Through such trials birders develop what they call “nemesis birds,” birderspeak for the species that bedevil them again and again, despite their best efforts. As birding surges in popularity, the hobby’s unique parlance requires explanation. To “twitch” is to drop everything to chase a rare bird found outside its proper range. A “spark bird” is what birders call the bird that piques someone’s interest in birding. A “nemesis bird” keeps you going back and remains tantalizingly out-of-reach.
“It’s a species that eludes you after multiple attempts, especially if the bird was or should have been there,” Mr. Kaestner said. “There is a connotation that something supernatural is getting between you and seeing the bird.”

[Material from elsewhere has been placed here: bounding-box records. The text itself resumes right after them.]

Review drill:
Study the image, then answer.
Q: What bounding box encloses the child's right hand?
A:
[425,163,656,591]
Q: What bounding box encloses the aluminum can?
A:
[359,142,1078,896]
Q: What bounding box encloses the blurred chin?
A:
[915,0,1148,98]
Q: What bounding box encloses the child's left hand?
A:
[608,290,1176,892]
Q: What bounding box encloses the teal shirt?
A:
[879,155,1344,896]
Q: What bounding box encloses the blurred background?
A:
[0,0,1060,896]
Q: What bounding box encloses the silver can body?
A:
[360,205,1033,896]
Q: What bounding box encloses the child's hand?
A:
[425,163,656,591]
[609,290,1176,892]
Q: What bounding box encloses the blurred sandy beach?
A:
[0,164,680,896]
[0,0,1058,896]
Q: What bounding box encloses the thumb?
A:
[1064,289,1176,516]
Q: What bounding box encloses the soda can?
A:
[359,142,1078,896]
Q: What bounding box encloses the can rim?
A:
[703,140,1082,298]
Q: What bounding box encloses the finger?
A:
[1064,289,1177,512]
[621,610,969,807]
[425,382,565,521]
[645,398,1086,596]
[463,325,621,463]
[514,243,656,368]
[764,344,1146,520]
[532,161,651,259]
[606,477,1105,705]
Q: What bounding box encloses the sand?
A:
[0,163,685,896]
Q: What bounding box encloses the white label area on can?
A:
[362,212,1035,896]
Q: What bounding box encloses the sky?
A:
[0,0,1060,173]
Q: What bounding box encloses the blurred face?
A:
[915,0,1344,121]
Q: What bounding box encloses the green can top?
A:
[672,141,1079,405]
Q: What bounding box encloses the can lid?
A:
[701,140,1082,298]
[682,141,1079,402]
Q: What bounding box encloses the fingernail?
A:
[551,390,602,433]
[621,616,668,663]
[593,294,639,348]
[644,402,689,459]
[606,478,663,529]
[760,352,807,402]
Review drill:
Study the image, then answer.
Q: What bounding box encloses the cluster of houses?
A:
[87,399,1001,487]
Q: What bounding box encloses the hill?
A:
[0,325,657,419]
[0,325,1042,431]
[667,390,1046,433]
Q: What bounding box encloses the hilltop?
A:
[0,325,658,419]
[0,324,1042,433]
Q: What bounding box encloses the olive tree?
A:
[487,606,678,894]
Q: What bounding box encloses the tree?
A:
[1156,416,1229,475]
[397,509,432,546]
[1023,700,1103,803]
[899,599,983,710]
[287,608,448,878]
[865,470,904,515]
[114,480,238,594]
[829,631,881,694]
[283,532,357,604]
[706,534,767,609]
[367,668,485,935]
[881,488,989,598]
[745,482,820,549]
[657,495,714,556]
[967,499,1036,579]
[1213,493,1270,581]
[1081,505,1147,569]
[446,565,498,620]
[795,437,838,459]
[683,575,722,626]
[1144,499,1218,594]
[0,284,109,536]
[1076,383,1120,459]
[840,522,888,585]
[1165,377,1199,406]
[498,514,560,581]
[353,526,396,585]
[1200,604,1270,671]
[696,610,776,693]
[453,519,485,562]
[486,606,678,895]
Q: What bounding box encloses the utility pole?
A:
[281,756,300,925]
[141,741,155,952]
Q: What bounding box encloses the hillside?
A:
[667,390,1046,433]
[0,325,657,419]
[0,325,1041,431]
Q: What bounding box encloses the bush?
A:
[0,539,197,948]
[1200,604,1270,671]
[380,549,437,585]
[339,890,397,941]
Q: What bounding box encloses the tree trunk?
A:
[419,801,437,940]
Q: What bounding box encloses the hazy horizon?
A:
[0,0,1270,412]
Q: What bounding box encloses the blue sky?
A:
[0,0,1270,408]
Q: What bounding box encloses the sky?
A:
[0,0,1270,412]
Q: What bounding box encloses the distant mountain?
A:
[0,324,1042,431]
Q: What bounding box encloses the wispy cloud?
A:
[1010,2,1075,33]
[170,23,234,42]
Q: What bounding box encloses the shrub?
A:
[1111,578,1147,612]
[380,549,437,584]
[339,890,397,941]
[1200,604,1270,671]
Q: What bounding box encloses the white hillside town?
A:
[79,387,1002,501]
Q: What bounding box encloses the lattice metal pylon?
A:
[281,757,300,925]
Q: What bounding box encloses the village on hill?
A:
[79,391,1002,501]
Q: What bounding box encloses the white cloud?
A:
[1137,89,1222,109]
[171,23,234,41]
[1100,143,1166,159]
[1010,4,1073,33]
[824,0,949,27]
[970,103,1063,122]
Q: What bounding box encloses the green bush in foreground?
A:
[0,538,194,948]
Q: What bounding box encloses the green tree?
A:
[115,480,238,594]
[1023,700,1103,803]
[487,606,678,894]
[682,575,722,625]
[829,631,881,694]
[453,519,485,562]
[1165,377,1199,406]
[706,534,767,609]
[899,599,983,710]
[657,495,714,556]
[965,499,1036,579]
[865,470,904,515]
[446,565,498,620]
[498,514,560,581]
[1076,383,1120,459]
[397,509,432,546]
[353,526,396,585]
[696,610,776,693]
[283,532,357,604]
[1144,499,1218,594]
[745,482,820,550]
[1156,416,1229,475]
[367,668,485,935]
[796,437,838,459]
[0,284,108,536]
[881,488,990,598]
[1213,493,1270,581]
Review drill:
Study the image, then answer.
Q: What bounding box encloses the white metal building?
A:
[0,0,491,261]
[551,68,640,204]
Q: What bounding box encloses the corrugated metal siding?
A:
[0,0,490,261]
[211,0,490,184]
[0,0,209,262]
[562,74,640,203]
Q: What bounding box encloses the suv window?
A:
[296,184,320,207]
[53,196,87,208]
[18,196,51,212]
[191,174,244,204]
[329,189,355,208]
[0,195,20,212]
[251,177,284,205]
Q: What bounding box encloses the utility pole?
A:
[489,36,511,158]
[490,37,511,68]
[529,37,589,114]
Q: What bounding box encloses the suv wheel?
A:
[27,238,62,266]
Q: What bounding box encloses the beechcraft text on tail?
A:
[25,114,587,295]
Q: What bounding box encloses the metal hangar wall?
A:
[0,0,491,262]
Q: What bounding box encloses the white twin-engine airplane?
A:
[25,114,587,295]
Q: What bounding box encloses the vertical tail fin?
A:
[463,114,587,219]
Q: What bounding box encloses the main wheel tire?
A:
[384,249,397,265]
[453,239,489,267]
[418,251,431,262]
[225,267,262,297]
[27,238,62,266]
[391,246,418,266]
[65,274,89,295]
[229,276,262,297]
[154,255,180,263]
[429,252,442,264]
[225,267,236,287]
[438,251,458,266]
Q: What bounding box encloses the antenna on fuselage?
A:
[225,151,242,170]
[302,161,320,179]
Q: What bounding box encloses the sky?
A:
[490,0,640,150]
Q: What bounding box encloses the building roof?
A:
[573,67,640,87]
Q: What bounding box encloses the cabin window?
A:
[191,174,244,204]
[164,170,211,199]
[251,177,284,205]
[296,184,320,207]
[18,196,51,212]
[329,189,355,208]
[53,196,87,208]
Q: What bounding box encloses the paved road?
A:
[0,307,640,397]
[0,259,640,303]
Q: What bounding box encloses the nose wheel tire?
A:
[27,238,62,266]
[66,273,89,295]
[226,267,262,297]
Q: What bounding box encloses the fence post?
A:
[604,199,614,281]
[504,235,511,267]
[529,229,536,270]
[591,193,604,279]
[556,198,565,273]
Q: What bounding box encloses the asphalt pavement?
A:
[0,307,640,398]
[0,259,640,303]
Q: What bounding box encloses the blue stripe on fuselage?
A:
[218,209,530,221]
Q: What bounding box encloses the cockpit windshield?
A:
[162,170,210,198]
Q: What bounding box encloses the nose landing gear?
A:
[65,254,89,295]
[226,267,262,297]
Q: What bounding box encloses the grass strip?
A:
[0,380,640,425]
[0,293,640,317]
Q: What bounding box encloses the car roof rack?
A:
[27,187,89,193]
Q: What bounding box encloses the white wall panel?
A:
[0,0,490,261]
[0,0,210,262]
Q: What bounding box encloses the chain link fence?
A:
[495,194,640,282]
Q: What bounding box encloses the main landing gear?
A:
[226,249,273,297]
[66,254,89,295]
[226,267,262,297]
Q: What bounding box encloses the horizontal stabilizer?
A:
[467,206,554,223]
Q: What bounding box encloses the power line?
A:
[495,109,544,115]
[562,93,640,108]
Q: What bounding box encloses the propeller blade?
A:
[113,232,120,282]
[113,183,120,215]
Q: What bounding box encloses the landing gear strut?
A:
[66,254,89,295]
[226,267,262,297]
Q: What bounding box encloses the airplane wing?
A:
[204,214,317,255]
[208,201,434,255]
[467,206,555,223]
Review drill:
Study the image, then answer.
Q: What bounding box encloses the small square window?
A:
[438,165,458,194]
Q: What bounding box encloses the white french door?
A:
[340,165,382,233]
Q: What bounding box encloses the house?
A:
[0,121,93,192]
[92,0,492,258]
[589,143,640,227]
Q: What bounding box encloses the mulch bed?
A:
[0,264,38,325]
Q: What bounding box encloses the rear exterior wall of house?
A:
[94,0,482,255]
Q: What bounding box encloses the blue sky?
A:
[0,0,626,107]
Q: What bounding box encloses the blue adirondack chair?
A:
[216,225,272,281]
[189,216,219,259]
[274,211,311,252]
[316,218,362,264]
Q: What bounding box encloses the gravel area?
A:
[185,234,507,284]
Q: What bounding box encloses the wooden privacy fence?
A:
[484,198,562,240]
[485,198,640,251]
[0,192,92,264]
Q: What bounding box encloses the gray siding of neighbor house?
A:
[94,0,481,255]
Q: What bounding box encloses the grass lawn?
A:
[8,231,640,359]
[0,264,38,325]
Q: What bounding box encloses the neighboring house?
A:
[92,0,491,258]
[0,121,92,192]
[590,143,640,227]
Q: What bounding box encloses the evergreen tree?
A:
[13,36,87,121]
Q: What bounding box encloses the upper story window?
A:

Peter Kaestner, with a southern yellow-billed hornbill in Namibia.Credit…Peter Kaestner
An article in Audubon in 2017 by Dan Koeppel defined a nemesis bird as “one common enough that a dedicated birder should have spotted it, but that nevertheless remains unseen.” Mr. Koeppel, an author and science writer, has since broadened the definition slightly, noting it can mean different things to birders of different skill and interest levels.
“If it’s a bird that drives you crazy, you can call it a nemesis bird,” Mr. Koeppel said. “It could be a bird your mom has seen, but you haven’t.”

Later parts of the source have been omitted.